9. Il résulte de ce qui précède, sans qu’il soit besoin de se prononcer sur les autres moyens des requêtes, lesquels ne sont au demeurant pas fondés, que les conclusions à fin d’annulation des décisions attaquées doivent être accueillies.
Sur les conclusions aux fins d’injonction sous astreinte :
10. Compte-tenu de l’intervention de la décision du 10 avril 2025, par laquelle l’OFII a abrogé les décisions attaquées, le présent jugement n’implique aucune mesure d’exécution. Par suite, les conclusions à fin d’injonction des requêtes ne peuvent qu’être rejetées.
Sur les frais liés au litige :
11. Les requérants ont obtenu, dans le cadre du présent jugement, le bénéfice de l’aide juridictionnelle à titre provisoire. Par suite, leur avocate peut se prévaloir des dispositions des articles L. 761-1 du code de justice administrative et 37 de la loi du 10 juillet 1991. Toutefois, les requérants demandent la condamnation de l’Etat à verser à leur conseil la somme de 1 200 euros. Or l’Etat n’est pas partie à l’instance qui les oppose à l’OFII, établissement public administratif doté de la personnalité juridique. Par suite, leurs conclusions, qui sont mal dirigées, ne peuvent qu’être rejetées.
D E C I D E :
Article 1er : Mme E, Mme C D, M. C sont admis, à titre provisoire, à l’aide juridictionnelle.
Article 2 : Les décisions du directeur territorial de l’Office français de l’immigration et de l’intégration de Bobigny en date des 27 février 2025, portant refus d’accorder le bénéfice des conditions matérielles d’accueil à Mme E, Mme C D, M. C, sont annulées.

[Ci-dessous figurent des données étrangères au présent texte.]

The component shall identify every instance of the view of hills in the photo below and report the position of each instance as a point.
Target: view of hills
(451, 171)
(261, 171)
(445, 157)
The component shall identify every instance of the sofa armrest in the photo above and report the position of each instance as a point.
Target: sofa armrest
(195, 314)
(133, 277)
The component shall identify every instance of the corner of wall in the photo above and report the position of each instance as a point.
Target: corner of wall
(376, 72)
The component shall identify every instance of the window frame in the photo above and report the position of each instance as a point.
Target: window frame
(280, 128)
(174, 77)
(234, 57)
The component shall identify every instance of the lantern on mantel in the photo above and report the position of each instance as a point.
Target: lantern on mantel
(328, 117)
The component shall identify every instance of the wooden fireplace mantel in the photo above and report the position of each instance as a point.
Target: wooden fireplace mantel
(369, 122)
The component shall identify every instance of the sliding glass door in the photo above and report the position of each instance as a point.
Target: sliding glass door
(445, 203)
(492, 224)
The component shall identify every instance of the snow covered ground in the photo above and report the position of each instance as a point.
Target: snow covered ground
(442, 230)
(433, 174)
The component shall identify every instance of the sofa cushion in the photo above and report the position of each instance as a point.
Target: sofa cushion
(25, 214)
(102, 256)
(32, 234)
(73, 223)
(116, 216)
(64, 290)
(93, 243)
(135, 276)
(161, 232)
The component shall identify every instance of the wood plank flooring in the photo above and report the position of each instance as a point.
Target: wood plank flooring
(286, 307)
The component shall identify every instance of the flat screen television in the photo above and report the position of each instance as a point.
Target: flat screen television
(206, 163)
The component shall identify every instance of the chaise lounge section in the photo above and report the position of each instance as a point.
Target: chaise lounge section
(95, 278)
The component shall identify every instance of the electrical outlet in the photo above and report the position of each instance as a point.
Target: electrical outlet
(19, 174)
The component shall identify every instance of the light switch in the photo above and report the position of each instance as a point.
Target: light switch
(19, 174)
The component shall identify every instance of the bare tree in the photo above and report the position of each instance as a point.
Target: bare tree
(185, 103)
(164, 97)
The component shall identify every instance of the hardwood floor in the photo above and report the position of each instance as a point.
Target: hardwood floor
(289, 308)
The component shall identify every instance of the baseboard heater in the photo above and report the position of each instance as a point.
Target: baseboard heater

Article 3 : Le surplus des conclusions des requêtes est rejeté.
Article 4 : Le présent jugement sera notifié à Mme F E, Mme H C D, M. A C, au directeur général de l’Office français de l’immigration et de l’intégration et à Me Debazac.
Rendu public par mise à disposition au greffe le 30 avril 2025.
Le magistrat désigné,
M. Israël
La greffière,
Mme B
La République mande et ordonne au Ministre d’Etat, ministère de l’intérieur en ce qui le concerne ou à tous commissaires de justice à ce requis en ce qui concerne les voies de droit commun contre les parties privées, de pourvoir à l’exécution de la présente décision.